Characterization of the promoter for the rat and human link protein gene

Craig Rhodes*, Pierre Savagner, Sergio Line, Makoto Sasaki, Mike Chirigos, Kurt Doege+ and Yoshihiko Yamada

Laboratory of Developmental Biology, National Institute of Dental Research, National Institutes of Health Bethesda, MD 20892, USA

* To whom correspondence should be addressed at George Washington University Genetics Program

Received October 5, 1990. Revised March 14, 1991. Accepted March 14, 1991.

We have isolated the 5'-end of the gene for the rat and human link protein by screening genomic libraries with oligonucleotides corresponding to the 5'-cDNA sequence. Several overlapping clones were isolated for the human link protein gene, while only one clone was obtained for the rat. All the clones contained a single exon of which the sequence was identical to the moat 5'-end of the rat and human cDNAs. Transcription initiation sites for the rat link gene were identified by primer extension and S1 protection analysis using total RNA from the rat Swarm chondrosarcoma. Transcriptional initiation sites for the human link gene were determined by specific primer extension of RNA from human fetal cartilage. Comparison of 1500 bp of 5'-flanking sequence between the rat and human link protein genes showed strong sequence conservation near the start site of transcription with 80% overall identity. Analysis of the 5'-flanking regions also revealed a large inverted repeat consisting of repeating purine-pyrimidine, which has the potential to form left handed Z-DNA.

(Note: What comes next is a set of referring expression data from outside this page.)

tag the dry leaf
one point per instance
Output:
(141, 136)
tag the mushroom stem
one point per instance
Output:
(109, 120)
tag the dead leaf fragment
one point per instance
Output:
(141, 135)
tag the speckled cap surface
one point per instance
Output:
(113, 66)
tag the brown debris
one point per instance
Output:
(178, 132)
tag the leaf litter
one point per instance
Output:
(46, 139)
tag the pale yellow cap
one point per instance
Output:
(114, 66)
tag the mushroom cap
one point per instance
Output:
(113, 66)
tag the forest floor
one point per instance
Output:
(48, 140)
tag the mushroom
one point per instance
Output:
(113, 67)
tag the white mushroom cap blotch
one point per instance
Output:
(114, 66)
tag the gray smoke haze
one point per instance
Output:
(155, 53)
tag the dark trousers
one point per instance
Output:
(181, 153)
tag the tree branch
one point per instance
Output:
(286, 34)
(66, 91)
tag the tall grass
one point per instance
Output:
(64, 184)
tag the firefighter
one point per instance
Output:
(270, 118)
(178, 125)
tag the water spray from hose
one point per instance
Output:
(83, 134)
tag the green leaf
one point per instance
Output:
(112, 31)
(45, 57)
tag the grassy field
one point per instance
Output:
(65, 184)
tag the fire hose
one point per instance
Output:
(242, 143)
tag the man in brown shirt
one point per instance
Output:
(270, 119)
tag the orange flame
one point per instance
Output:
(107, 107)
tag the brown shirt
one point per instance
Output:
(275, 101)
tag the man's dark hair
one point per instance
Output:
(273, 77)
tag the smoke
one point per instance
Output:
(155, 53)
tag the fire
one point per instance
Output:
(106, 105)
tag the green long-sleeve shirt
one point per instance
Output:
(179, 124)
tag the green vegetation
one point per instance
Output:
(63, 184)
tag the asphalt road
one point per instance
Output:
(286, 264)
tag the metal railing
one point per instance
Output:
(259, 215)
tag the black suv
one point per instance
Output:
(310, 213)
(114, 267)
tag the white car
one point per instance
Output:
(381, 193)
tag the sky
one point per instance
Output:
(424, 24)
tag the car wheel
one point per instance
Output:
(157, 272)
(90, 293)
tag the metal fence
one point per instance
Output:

Transcriptional regulation of the link protein gene was studied by coupling either 7.0 kb or 0.85 kb of 5'-flanking rat DNA to the chloramphenicol acetyltransferase (CAT) gene followed by transfection into chick embryonic chondrocytes (CEC) and HeLa cells. Both constructs had considerable CAT activity in CEC cells and less activity in HeLa cells. Furthermore, inclusion of a DNA fragment from the first intron increased relative CAT activity in both of these cell types. The increased activity from the first intron was shown to be orientation independent in CEC. These results indicate the presence of positive cia-acting regulatory elements in both the promoter and first intron of the rat gene for link protein.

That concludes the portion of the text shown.